Under the law RCW 26.44.030, specific individuals must report abuse or neglect of children to law enforcement or Child Protective Services (CPS). These “mandatory reporters” include:
- Professional school personnel
- Registered/licensed nurses or social service counselors
- Licensed or certified childcare providers or their employees
- Supervisors of staff or volunteers who coach, train, educate, counsel, or have regularly unsupervised access to children
What is required?
Any mandatory reporter who has “reasonable cause” to believe that a child has suffered abuse or neglect must report it, and the report must include the identity of the accused if known.
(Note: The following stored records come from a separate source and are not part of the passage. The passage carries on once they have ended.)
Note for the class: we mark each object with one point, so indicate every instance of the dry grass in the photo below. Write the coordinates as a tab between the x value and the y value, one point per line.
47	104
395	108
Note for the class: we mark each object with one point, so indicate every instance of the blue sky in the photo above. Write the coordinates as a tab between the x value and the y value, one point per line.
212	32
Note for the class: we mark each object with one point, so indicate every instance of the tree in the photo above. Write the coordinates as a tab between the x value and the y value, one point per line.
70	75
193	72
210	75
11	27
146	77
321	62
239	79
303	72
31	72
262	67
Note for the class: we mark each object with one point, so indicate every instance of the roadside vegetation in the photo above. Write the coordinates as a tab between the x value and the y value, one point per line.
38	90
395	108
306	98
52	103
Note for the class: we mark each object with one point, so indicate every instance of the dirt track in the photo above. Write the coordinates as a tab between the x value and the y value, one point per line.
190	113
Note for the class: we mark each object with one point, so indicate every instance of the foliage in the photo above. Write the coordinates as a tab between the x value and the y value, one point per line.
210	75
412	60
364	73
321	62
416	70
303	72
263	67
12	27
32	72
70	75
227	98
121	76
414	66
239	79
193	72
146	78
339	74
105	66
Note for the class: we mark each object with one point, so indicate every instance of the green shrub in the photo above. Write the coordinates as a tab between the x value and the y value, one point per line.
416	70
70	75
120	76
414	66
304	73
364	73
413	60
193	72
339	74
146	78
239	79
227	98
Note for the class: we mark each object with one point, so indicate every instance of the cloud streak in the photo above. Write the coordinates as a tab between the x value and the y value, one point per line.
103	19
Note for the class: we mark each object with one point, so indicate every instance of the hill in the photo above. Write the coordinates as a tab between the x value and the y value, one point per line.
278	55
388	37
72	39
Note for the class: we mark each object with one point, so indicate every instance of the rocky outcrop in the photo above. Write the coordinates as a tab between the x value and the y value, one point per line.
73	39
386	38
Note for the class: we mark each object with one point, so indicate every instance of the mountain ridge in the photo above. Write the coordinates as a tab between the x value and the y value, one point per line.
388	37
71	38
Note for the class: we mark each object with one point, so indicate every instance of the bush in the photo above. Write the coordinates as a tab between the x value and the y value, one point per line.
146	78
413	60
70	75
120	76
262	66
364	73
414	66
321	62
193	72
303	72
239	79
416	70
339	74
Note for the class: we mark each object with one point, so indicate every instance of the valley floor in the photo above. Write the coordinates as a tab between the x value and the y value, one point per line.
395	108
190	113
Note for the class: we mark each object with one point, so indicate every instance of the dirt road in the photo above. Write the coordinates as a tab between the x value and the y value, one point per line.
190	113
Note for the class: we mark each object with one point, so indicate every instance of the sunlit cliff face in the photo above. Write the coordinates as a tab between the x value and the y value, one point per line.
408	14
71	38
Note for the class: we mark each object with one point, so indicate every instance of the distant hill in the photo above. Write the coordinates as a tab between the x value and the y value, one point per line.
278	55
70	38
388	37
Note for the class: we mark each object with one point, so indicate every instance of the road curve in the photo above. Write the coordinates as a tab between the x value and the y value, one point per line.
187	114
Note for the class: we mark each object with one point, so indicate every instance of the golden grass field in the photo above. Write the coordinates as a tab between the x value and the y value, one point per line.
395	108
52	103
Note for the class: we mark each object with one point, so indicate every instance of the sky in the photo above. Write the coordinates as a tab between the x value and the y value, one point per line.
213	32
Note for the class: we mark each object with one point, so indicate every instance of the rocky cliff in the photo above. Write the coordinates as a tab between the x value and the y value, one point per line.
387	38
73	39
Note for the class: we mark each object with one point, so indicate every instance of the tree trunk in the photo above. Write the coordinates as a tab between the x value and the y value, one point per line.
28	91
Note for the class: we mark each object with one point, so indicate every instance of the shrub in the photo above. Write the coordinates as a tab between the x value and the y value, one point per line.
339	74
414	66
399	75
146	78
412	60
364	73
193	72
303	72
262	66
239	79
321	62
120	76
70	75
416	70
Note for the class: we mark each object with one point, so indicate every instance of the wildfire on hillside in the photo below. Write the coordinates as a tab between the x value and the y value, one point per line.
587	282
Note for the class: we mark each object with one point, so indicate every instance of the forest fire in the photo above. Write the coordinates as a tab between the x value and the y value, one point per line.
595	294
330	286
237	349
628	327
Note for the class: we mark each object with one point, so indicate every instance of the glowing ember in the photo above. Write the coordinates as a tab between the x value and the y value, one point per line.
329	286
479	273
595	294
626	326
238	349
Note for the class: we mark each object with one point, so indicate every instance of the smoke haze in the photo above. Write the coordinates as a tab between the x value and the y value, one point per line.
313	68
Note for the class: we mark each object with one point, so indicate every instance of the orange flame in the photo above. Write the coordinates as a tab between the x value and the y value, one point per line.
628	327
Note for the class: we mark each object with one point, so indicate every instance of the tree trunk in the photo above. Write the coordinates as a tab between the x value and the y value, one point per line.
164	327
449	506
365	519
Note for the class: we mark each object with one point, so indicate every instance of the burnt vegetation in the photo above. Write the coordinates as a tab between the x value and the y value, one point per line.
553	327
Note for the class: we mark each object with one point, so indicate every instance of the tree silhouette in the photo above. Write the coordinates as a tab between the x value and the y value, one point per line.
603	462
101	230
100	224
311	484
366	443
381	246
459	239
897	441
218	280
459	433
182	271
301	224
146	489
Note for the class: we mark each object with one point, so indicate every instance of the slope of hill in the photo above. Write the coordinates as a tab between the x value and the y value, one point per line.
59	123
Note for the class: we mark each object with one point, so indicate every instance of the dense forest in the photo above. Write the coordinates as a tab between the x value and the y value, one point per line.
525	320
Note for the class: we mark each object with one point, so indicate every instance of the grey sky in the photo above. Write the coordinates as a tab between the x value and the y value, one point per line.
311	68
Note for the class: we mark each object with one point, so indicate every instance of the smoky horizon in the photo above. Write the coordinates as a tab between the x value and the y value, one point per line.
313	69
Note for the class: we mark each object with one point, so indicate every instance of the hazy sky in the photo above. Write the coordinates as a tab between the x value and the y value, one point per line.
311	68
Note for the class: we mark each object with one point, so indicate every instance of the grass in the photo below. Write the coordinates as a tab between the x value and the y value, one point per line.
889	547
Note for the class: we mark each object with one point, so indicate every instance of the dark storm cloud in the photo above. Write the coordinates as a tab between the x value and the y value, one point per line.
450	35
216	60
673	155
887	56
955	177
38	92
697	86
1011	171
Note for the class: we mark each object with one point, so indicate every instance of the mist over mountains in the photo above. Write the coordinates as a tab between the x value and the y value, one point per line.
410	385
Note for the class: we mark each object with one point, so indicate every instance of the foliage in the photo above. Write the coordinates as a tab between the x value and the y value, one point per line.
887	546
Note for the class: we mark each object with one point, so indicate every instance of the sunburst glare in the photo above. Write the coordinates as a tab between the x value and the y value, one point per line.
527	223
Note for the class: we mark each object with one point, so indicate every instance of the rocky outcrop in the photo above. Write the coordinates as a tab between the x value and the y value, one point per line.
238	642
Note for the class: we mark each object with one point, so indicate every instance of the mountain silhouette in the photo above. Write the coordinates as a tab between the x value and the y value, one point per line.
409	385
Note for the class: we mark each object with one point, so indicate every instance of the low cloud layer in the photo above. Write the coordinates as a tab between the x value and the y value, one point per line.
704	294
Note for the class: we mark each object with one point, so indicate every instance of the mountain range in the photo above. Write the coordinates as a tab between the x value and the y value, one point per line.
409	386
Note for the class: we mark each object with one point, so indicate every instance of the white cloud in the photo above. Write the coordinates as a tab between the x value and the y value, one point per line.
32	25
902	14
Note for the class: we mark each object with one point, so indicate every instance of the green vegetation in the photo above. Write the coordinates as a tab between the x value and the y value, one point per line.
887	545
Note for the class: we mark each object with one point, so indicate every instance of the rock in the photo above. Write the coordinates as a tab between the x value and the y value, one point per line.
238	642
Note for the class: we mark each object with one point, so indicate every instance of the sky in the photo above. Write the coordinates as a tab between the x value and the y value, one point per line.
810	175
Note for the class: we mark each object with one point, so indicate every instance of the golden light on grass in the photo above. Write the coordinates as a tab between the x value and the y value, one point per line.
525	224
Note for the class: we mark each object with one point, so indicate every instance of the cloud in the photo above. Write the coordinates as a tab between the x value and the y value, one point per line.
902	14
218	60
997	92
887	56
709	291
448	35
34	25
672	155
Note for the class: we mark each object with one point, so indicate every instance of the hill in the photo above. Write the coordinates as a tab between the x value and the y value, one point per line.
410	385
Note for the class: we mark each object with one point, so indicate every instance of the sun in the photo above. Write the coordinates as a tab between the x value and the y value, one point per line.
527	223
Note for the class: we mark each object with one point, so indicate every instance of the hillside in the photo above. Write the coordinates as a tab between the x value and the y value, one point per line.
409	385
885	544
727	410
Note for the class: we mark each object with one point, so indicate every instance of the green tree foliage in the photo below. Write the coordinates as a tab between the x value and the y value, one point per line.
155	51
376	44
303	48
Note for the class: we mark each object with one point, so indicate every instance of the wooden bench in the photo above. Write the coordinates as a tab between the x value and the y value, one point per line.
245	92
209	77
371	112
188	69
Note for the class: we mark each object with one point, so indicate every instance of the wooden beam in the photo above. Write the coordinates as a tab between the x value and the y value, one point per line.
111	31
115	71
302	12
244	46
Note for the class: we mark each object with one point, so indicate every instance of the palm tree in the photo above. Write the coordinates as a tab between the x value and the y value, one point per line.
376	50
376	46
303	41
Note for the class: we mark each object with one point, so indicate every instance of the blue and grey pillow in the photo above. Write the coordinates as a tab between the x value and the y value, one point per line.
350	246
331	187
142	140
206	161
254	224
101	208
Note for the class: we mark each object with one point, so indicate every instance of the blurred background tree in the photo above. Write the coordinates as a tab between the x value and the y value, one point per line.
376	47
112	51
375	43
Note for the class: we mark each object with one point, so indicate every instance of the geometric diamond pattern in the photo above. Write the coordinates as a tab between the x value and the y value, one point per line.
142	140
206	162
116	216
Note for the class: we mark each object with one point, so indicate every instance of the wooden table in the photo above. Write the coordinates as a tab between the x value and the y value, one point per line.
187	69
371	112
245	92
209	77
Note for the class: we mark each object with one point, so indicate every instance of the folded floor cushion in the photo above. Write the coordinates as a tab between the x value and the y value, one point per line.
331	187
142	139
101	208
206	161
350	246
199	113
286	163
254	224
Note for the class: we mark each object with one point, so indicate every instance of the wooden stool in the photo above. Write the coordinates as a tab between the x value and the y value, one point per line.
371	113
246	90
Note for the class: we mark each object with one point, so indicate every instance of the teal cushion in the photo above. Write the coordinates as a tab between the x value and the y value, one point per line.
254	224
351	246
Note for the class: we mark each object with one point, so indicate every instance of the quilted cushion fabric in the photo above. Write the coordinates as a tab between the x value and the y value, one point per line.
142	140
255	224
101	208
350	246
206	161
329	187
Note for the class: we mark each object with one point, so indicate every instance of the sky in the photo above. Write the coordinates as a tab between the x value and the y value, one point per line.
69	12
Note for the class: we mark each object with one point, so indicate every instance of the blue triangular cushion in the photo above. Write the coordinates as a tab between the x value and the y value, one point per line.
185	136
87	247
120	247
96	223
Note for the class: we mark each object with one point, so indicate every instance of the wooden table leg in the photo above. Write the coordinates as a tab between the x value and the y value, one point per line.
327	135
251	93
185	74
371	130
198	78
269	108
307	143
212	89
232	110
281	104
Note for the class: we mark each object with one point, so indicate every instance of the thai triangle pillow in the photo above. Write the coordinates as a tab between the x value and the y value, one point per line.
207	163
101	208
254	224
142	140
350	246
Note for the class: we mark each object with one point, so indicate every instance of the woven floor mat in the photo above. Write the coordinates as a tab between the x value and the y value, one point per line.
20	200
“Reasonable cause” means a person witnesses OR receives a credible written or oral report alleging abuse, including sexual contact or neglect of a child. The report must be made at the first opportunity but no longer than forty-eight hours after there is reasonable cause to believe that a child has suffered abuse or neglect.
The updated 2019 definition no longer allows mandatory reporters a reasonable time to investigate allegations before making a report. If there are allegations of abuse or neglect, a report must be made within the required time frame, regardless of whether the reporter believes the allegation is true. This can be an emotionally challenging experience. Anyone who knowingly fails to make a mandatory report within the compulsory timeframe is considered guilty of a gross misdemeanor.
There has been a significant increase in law enforcement officers pursuing criminal charges against individuals who fail to report. In one case, a school administrator was charged criminally for failing to report promptly an incident that happened at school, even though the victim’s family had already reported the incident to law enforcement, and the perpetrator was immediately expelled and had no further contact with the victim.